Coda File System

Re: process suspension issues

From: Jan Harkes <jaharkes_at_cs.cmu.edu>
Date: Tue, 18 May 2004 23:41:34 -0400
On Sun, May 16, 2004 at 11:54:37PM -0400, shivers_at_cc.gatech.edu wrote:
> Suppose on my coda client, I say
>     cp *.c /coda/myserver/src
> and copy a lot of files to my coda filesystem. Both client & server are on the
> net, the client via cable modem. If, in the middle of the cp, I suspend
> the process by typing ^z in unix, two bad things happen:
> 
>   - It takes 3 minutes to suspend. (Which basically renders a large portion
>     of the reason to suspend moot.)

The close(2) syscall is the only syscall that we absolutely can't
interrupt in the kernel because if we do we don't know whether the
kernel still has an active reference to the file. So if you had hit ^Z
anywhere during the open or write calls it would have suspended right
away.

If your client was operating write-disconnected the close upcall would
have simply triggered a log update and returned quickly, while the
actual store to the server would have happened in the background.
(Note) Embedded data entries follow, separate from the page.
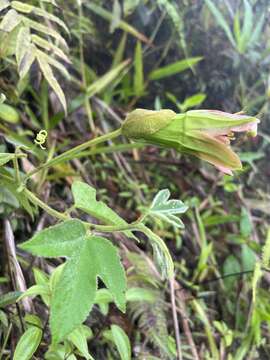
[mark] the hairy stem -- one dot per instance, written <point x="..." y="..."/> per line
<point x="74" y="151"/>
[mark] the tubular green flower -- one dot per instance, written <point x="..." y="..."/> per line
<point x="205" y="134"/>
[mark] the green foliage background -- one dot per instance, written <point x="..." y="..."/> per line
<point x="117" y="56"/>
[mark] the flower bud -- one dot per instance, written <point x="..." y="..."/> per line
<point x="205" y="134"/>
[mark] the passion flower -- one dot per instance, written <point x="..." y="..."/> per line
<point x="206" y="134"/>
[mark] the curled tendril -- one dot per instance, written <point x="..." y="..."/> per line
<point x="41" y="138"/>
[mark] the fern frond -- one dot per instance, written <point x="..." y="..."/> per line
<point x="31" y="47"/>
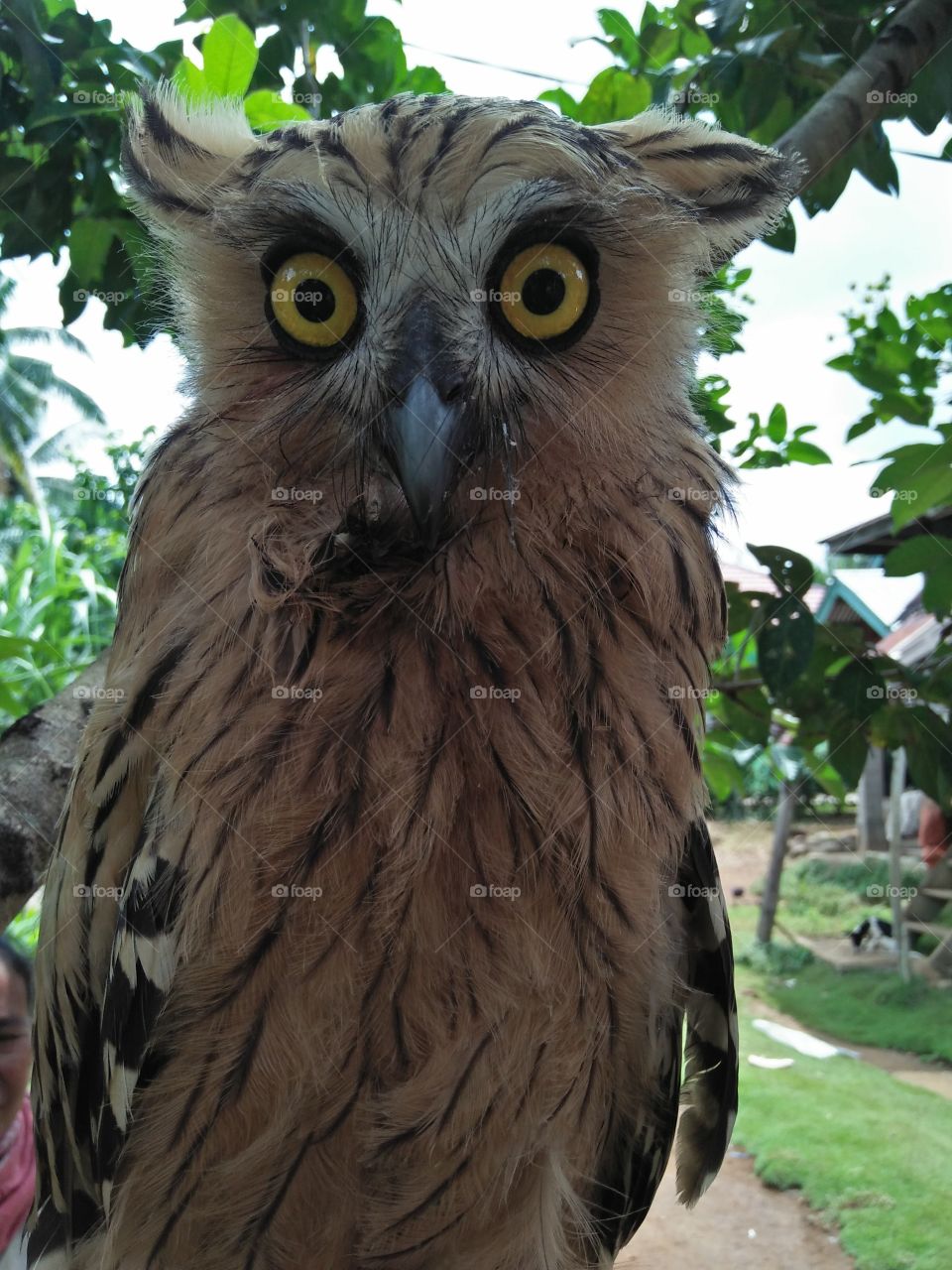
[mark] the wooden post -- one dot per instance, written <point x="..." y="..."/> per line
<point x="871" y="830"/>
<point x="898" y="929"/>
<point x="778" y="851"/>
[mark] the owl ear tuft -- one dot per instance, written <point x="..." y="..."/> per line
<point x="177" y="154"/>
<point x="737" y="189"/>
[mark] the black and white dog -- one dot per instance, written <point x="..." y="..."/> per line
<point x="874" y="935"/>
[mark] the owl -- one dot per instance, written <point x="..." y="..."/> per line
<point x="384" y="917"/>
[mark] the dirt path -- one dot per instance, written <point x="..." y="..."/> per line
<point x="739" y="1223"/>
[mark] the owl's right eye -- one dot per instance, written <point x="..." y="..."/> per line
<point x="312" y="300"/>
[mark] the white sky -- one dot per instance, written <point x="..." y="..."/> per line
<point x="797" y="298"/>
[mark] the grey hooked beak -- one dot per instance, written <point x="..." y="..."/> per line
<point x="424" y="444"/>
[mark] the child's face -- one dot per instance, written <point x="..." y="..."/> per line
<point x="16" y="1051"/>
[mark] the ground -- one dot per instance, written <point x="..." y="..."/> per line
<point x="738" y="1223"/>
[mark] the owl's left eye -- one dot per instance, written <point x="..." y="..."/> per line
<point x="544" y="293"/>
<point x="312" y="300"/>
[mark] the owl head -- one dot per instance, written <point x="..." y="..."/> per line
<point x="438" y="313"/>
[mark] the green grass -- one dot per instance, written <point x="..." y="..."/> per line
<point x="870" y="1153"/>
<point x="862" y="1007"/>
<point x="819" y="897"/>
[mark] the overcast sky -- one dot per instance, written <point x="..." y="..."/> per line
<point x="798" y="299"/>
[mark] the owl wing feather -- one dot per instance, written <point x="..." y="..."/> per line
<point x="104" y="968"/>
<point x="638" y="1150"/>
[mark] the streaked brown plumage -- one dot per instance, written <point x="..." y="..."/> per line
<point x="281" y="1023"/>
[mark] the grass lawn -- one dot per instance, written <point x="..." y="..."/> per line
<point x="862" y="1007"/>
<point x="869" y="1152"/>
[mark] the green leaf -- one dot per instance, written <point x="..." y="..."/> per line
<point x="784" y="642"/>
<point x="90" y="240"/>
<point x="806" y="452"/>
<point x="565" y="102"/>
<point x="621" y="36"/>
<point x="615" y="94"/>
<point x="784" y="236"/>
<point x="230" y="56"/>
<point x="189" y="80"/>
<point x="788" y="570"/>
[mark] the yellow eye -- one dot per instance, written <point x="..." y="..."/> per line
<point x="313" y="300"/>
<point x="543" y="291"/>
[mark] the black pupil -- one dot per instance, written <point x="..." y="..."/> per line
<point x="315" y="300"/>
<point x="543" y="291"/>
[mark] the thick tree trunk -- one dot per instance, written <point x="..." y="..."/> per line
<point x="36" y="761"/>
<point x="916" y="33"/>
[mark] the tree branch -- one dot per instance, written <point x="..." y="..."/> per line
<point x="37" y="754"/>
<point x="916" y="33"/>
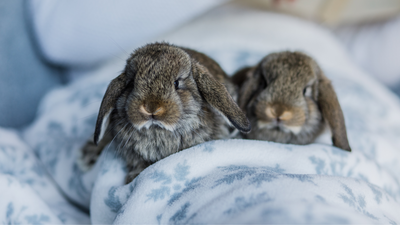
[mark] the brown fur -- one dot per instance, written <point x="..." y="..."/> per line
<point x="288" y="98"/>
<point x="167" y="99"/>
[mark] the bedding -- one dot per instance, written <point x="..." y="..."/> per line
<point x="223" y="181"/>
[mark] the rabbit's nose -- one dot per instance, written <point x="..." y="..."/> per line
<point x="152" y="109"/>
<point x="278" y="113"/>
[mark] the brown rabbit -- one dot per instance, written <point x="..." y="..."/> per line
<point x="167" y="99"/>
<point x="287" y="99"/>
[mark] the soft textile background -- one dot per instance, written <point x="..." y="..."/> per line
<point x="224" y="181"/>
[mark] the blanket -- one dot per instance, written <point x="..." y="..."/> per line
<point x="223" y="181"/>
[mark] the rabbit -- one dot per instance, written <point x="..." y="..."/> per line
<point x="287" y="99"/>
<point x="167" y="99"/>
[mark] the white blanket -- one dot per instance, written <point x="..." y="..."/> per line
<point x="225" y="181"/>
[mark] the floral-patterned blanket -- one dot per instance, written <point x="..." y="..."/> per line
<point x="224" y="181"/>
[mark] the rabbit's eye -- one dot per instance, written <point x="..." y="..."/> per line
<point x="307" y="91"/>
<point x="176" y="83"/>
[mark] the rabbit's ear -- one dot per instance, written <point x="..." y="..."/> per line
<point x="114" y="90"/>
<point x="218" y="97"/>
<point x="332" y="112"/>
<point x="253" y="84"/>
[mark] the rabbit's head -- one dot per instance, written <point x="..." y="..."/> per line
<point x="287" y="98"/>
<point x="162" y="87"/>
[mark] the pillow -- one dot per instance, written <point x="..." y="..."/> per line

You probably told the client to (try to) stay in fully connected mode
and in that case the semantics are such that close(2) won't return until
we know for sure that the update has been committed on the server. This
clearly took about 3 minutes.

>   - The current copy operation aborts with an "syscall interrupted" error and
>     so when I later resume the cp job, I will find that one of my files failed
>     to get copied.

Once we get a response from the server that the operation completed, we
re-enable interrupts. At that time we notice the the SIGSTOP signal and
process it which triggers the syscall interrupted message. However the
operation must have been completed and committed on the server as we got
a reply for the upcall. I don't know for sure why a file would not be
copied, but maybe the signal isn't seen until the next operation starts
(the open call for the next file), and we returns EINTR or something to
the cp application, cp is simply handling that as a fatal failure
instead of a retryable one.

> Is this standard behavior for coda? Am I doing something wrong?

I'm guessing it is an application behaviour of cp, normally quite hard
to trigger. You would have to time the suspend signal so that it arrives
during the open call and while the kernel happens to be in an
interruptible sleep, maybe while performing disk IO. It is simply
trivial to trigger this case on Coda because we actually go into such an
interruptible sleep every time we need to inform the userspace cache
manager and for longer periods of time than a typical disk IO operation.

Jan
Received on 2004-05-18 23:43:36